- Bloeddruk
- De druk van het bloed in de slagaders, gemeten in millimeters kwik (mmHg), bijvoorbeeld 120/80.
- Bovendruk
- De maximale druk in de slagaders tijdens de hartslag, ook wel systolische druk genoemd.
- Onderdruk
- De minimale druk in de slagaders tussen hartslagen, ook wel diastolische druk genoemd.
- Systole
- De fase van de hartcyclus waarin het hart samentrekt en bloed de slagaders in pompt.
- Diastole
- De fase van de hartcyclus waarin het hart ontspant en zich vult met bloed.
- Baroreceptoren
- Zintuigcellen die de bloeddruk waarnemen en informatie doorgeven aan de hersenen.
- Adrenaline
- Een hormoon dat de hartslag en bloeddruk verhoogt.
- Vasoconstrictie
- Het vernauwen van bloedvaten, wat de bloeddruk verhoogt.
- Vasodilatatie
- Het verwijden van bloedvaten, wat de bloeddruk verlaagt.

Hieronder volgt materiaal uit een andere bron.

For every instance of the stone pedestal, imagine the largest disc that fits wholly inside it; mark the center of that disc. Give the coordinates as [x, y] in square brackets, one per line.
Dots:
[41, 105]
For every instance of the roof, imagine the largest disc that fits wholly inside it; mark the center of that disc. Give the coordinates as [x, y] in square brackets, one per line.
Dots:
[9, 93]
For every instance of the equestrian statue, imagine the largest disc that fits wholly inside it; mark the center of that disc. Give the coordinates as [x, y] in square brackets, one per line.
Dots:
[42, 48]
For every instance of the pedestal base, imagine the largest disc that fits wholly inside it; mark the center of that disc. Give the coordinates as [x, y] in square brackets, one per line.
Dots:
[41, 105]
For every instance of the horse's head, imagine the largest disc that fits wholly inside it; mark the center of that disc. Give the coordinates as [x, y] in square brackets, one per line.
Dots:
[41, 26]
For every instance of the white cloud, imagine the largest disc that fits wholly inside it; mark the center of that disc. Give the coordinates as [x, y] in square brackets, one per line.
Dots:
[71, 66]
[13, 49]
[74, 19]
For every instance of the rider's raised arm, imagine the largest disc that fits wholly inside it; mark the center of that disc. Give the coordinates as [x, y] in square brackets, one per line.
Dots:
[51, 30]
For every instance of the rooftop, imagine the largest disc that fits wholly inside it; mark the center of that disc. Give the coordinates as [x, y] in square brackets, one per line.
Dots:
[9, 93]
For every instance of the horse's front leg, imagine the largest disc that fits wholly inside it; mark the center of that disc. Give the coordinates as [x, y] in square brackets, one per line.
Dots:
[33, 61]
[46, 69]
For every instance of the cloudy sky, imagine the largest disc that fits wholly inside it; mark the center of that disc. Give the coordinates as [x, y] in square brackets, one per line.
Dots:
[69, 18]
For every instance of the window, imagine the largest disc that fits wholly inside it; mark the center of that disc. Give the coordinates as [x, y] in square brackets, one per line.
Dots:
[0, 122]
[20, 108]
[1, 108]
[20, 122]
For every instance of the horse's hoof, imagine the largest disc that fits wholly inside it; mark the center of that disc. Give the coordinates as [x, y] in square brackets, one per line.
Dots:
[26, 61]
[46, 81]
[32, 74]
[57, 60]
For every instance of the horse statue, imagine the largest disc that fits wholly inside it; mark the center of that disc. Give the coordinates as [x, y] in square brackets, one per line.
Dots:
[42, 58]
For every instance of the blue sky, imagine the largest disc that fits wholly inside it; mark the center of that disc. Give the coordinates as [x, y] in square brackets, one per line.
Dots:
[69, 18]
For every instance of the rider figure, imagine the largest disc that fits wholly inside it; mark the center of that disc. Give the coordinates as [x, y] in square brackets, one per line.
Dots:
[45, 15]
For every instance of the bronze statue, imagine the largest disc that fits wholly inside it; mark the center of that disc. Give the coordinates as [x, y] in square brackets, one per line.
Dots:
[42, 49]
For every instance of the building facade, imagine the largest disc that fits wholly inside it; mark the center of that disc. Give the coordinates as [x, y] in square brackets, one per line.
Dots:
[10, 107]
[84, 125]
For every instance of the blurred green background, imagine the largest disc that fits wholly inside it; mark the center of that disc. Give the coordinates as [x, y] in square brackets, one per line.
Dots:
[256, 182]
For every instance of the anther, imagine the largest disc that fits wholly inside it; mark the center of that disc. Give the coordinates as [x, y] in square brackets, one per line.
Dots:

- Orthosympathisch zenuwstelsel
- Deel van het autonome zenuwstelsel dat de hartslag en bloeddruk verhoogt.
- Parasympathisch zenuwstelsel
- Deel van het autonome zenuwstelsel dat de hartslag en bloeddruk verlaagt.
- Homeostase
- Het proces waarbij het lichaam zijn interne milieu in evenwicht houdt.
- Stroomsnelheid
- De snelheid waarmee bloed door de bloedvaten stroomt.
- Aorta
- De grootste slagader in het lichaam die bloed van het hart naar de rest van het lichaam vervoert.
- Haarvaten
- Kleine bloedvaten waar de uitwisseling van stoffen tussen bloed en weefsels plaatsvindt.
- Aders
- Bloedvaten die bloed terug naar het hart vervoeren.
- Halvemaanvormige kleppen
- Kleppen in het hart die voorkomen dat bloed terugstroomt naar de kamers.